Text Injection for Capitalization and Turn-Taking Prediction in Speech Models

  • paper_url: http://arxiv.org/abs/2308.07395
  • repo_url: None
  • paper_authors: Shaan Bijwadia, Shuo-yiin Chang, Weiran Wang, Zhong Meng, Hao Zhang, Tara N. Sainath
  • for: 提高auxiliary任务性能(非ASR任务)
  • methods: 使用文本注入法(JEIT)对ASR模型进行训练,并同时完成两个auxiliary任务
  • results: 提高了长尾数据的首字母排序性能,以及提高了对话转接检测的受检率
    Abstract Text injection for automatic speech recognition (ASR), wherein unpaired text-only data is used to supplement paired audio-text data, has shown promising improvements for word error rate. This study examines the use of text injection for auxiliary tasks, which are the non-ASR tasks often performed by an E2E model. In this work, we use joint end-to-end and internal language model training (JEIT) as our text injection algorithm to train an ASR model which performs two auxiliary tasks. The first is capitalization, which is a de-normalization task. The second is turn-taking prediction, which attempts to identify whether a user has completed their conversation turn in a digital assistant interaction. We show results demonstrating that our text injection method boosts capitalization performance for long-tail data, and improves turn-taking detection recall.
    摘要 文本注入技术用于自动语音识别(ASR),其中不带文本数据用于补充带有音频文本数据的训练,已经显示出了词错率的明显改善。本研究探讨了文本注入的应用于 auxiliary task,这些任务通常由一个端到端模型完成。在这个工作中,我们使用联合端到端和内部语言模型训练算法(JEIT)来训练一个 ASR 模型,该模型同时完成了两个 auxiliary task。第一个是字母大小Normalization 任务,第二个是对话交换预测任务,它们是在数字助手交互中确定用户是否已经完成了对话转换。我们的文本注入方法可以提高长尾数据的字母大小正确率,并提高对话交换检测精度。
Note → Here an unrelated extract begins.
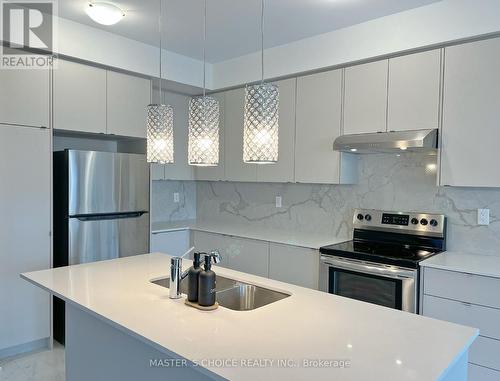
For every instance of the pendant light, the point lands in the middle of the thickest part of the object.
(160, 123)
(261, 118)
(204, 112)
DISBELIEVE: Distance Between Client Models is Very Essential for Effective Local Model Poisoning Attacks

  • paper_url: http://arxiv.org/abs/2308.07387
  • repo_url: None
  • paper_authors: Indu Joshi, Priyank Upadhya, Gaurav Kumar Nayak, Peter Schüffler, Nassir Navab
  • for: 该研究旨在探讨 Federated Learning 如何解决医疗数据隐私问题,并研究如何防止恶意客户端攻击 Federated 系统。
  • methods: 该研究提出了一种新的本地模型欺骗攻击(DISBELIEVE),该攻击可以在 Robust Aggregation 方法下降低本地模型的性能,从而影响全局模型的性能。
  • results: 实验结果表明,DISBELIEVE 攻击可以在三个公共可用的医疗图像集上显著降低 Robust Aggregation 方法的性能,并且在自然图像集上也有较好的效果。
    Abstract Federated learning is a promising direction to tackle the privacy issues related to sharing patients' sensitive data. Often, federated systems in the medical image analysis domain assume that the participating local clients are \textit{honest}. Several studies report mechanisms through which a set of malicious clients can be introduced that can poison the federated setup, hampering the performance of the global model. To overcome this, robust aggregation methods have been proposed that defend against those attacks. We observe that most of the state-of-the-art robust aggregation methods are heavily dependent on the distance between the parameters or gradients of malicious clients and benign clients, which makes them prone to local model poisoning attacks when the parameters or gradients of malicious and benign clients are close. Leveraging this, we introduce DISBELIEVE, a local model poisoning attack that creates malicious parameters or gradients such that their distance to benign clients' parameters or gradients is low respectively but at the same time their adverse effect on the global model's performance is high. Experiments on three publicly available medical image datasets demonstrate the efficacy of the proposed DISBELIEVE attack as it significantly lowers the performance of the state-of-the-art \textit{robust aggregation} methods for medical image analysis. Furthermore, compared to state-of-the-art local model poisoning attacks, DISBELIEVE attack is also effective on natural images where we observe a severe drop in classification performance of the global model for multi-class classification on benchmark dataset CIFAR-10.
    摘要 Federated learning 是一个有前途的方向,以解决分享患者敏感数据时的隐私问题。在医疗影像分析领域,联邦系统经常假设参与的本地客户端是诚实的。然而,一些研究表明,可以引入一组恶意客户端,使联邦设置受损,global模型性能下降。为解决这个问题,一些robust汇集方法被提出,以防止这些攻击。我们发现,大多数当前的state-of-the-art robust汇集方法都是依赖本地客户端和良好客户端之间的距离,这使得它们容易受到本地模型毒 poisoning攻击,当本地客户端和良好客户端之间的参数或梯度距离很近时。基于这一点,我们介绍了DISBELIEVE,一种本地模型毒 poisoning攻击,可以创造出谎言的参数或梯度,使其与良好客户端之间的距离很近,但同时对全局模型性能产生严重的影响。我们在三个公共可用的医疗影像数据集上进行了实验,并证明了我们提出的DISBELIEVE攻击的有效性,可以在医疗影像分析领域对当前的robust汇集方法进行重要的攻击。此外,我们还发现,DISBELIEVE攻击也能够在自然图像领域中效果,在CIFAR-10benchmark数据集上,全局模型的多类分类性能下降很严重。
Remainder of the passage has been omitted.